The answer – based on Vanguard research that looked at decades of historical data – is that presidential elections typically don't have a long-term effect on market performance.
"It's understandable that investors might have concerns because of the different policy positions of the candidates and the strongly held views of voters of all political persuasions," said Jonathan Lemco, a senior strategist in Vanguard Investment Strategy Group and former professor of political science at Johns Hopkins University in the United States.
"Investors," Mr Lemco said, "should invest for the long term and not subject themselves to the political whims of the moment."
Of course, an election can have a short-term effect, and US equity market volatility tends to spike during presidential election years. The markets, Mr Lemco said, "don't like uncertainty, and presidential elections by definition add another layer of uncertainty."
But he also pointed out that the volatility typically stops increasing shortly after Election Day, once the markets have had a chance to process the news.
US stock market volatility stops increasing soon after presidential elections
Source: Vanguard calculations based on data from Thomson Reuters Datastream, 2016. Figures represent Chicago Board Options Exchange Volatility Index (VIX) averages over 30-day periods.
Markets do about the same under Democrats and Republicans
Vanguard research going back to 1853 shows that equity market returns are virtually identical no matter which party controls the White House.
Average annual US equity market returns based on party control of the White House, 1853–2015
Source: Global Financial Data, 1853-1926; Morningstar and Ibbotson thereafter through 2015. Returns are nominal.
"Once you take into account volatility, the returns of the share market under Democratic and Republican administrations are virtually indistinguishable," Mr Lemco said. "This is one more reason why investors should focus on more meaningful factors when it comes to their portfolios, such as diversification and controlling costs."
As for fixed income investments, Mr Lemco noted that presidential elections have very little impact on bond markets, either.
"The primary driver of bond market performance is the US Federal Reserve," he said. "Our research shows that the Fed has been active in several recent presidential election years, having raised and lowered rates. So its behaviour doesn't deviate much from that of other years."
The Federal Reserve has raised and lowered interest rates in presidential election years
Effective federal funds rate on 1 January and 1 November
Source: Vanguard calculations based on data from the Federal Reserve Bank of St. Louis, 2016.
Other factors are more important in the long run
Keep in mind that many factors influence market behaviour. Vanguard believes the most important is market valuations, but others include globalisation, technology, demographics, the Fed and the economy, and unforeseen events such as wars and natural disasters.

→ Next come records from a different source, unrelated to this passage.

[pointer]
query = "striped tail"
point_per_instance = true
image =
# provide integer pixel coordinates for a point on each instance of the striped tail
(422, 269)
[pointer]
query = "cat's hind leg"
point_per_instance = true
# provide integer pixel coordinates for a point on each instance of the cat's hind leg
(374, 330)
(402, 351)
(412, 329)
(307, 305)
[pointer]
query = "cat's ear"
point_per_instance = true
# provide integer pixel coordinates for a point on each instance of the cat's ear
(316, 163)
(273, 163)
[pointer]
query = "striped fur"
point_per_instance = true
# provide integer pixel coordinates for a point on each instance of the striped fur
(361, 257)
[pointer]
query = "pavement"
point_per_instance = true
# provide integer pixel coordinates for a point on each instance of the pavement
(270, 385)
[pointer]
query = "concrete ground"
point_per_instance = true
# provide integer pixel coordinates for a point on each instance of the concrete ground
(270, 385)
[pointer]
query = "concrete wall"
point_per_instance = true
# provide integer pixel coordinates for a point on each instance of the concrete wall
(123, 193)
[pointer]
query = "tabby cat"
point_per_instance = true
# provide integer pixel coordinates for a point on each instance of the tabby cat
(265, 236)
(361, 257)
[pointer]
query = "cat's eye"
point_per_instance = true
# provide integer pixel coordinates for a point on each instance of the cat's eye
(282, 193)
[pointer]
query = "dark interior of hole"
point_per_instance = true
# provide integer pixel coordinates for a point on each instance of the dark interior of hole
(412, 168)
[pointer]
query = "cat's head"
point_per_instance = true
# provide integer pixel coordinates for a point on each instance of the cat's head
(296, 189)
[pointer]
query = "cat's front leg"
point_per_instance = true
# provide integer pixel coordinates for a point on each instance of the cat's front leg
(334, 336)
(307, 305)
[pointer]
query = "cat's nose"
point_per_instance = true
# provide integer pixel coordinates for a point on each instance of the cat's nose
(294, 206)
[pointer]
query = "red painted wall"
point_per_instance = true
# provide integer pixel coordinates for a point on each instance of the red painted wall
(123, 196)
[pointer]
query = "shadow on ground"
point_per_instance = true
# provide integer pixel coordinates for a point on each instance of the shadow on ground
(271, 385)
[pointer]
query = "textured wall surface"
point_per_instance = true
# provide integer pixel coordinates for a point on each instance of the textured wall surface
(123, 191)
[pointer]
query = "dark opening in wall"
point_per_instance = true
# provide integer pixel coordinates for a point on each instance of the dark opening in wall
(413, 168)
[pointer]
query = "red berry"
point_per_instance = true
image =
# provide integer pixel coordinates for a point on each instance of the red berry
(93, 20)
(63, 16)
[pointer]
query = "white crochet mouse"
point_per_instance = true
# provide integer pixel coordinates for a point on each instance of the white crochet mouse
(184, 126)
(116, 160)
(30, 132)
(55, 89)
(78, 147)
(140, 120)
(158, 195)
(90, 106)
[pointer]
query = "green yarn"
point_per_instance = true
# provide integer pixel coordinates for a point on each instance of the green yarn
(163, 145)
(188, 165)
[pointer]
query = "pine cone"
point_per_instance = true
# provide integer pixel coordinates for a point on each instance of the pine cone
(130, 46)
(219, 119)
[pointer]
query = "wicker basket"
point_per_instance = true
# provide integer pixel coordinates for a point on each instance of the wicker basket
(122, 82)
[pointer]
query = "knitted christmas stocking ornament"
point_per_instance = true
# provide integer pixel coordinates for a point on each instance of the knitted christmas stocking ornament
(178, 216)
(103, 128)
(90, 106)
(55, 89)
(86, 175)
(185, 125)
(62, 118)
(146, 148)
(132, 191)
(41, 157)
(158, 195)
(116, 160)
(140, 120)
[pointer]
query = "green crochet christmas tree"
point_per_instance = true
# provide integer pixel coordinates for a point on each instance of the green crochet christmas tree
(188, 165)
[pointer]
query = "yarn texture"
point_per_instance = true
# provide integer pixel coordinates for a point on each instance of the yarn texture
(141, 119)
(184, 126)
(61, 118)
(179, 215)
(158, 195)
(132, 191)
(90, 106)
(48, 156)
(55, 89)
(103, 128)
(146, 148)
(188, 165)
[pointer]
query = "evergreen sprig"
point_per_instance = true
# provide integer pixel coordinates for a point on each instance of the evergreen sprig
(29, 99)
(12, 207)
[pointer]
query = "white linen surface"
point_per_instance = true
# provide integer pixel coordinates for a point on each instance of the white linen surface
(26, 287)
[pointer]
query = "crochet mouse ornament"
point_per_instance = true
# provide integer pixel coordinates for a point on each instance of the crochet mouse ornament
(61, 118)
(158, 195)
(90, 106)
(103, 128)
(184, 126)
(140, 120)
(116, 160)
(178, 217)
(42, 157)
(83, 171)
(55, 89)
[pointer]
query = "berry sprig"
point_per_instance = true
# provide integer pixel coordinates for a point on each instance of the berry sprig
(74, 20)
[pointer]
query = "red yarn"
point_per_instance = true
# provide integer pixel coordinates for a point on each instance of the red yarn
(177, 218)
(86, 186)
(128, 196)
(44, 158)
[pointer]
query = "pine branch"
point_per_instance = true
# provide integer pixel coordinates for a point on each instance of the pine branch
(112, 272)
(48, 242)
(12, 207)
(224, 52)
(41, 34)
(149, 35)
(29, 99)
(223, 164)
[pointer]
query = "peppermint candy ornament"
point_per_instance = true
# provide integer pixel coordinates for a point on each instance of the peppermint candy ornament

To illustrate this point, Mr Lemco noted that while the Standard & Poor's 500 Index experienced some of its strongest gains during the presidency of Gerald Ford (a Republican who served from 1974 to 1977), this was primarily because equities were attractively valued following the bear market of the early 1970s that ended shortly after Mr Ford took office.
Is 2016 different?
Because the 2016 campaign has been surprising for some, investors might worry that this adds even more uncertainty for the markets. Mr Lemco cautioned that the current situation doesn't necessarily mean higher volatility after the election.
"Despite the surprising nature of this election year, volatility hasn't exceeded normal levels for a presidential election year and there's no indication that it will deviate from typical patterns after the election," he said.
What investors can do
Rather than react to the latest headlines, Mr Lemco said, investors should remain focussed on the following enduring principles, which involve things they can control:
- Set clear investment goals.
- Ensure that portfolios are well diversified across asset classes and regions.
- Keep investment costs as low as possible.
- Take a long-term view.
"The outcome of the election is meaningful because markets inevitably react, and having some context for short-term market movements can help investors manage expectations," he said. "But in the end, short-term developments are less important to our success than the big-picture trends that will shape markets in the years ahead."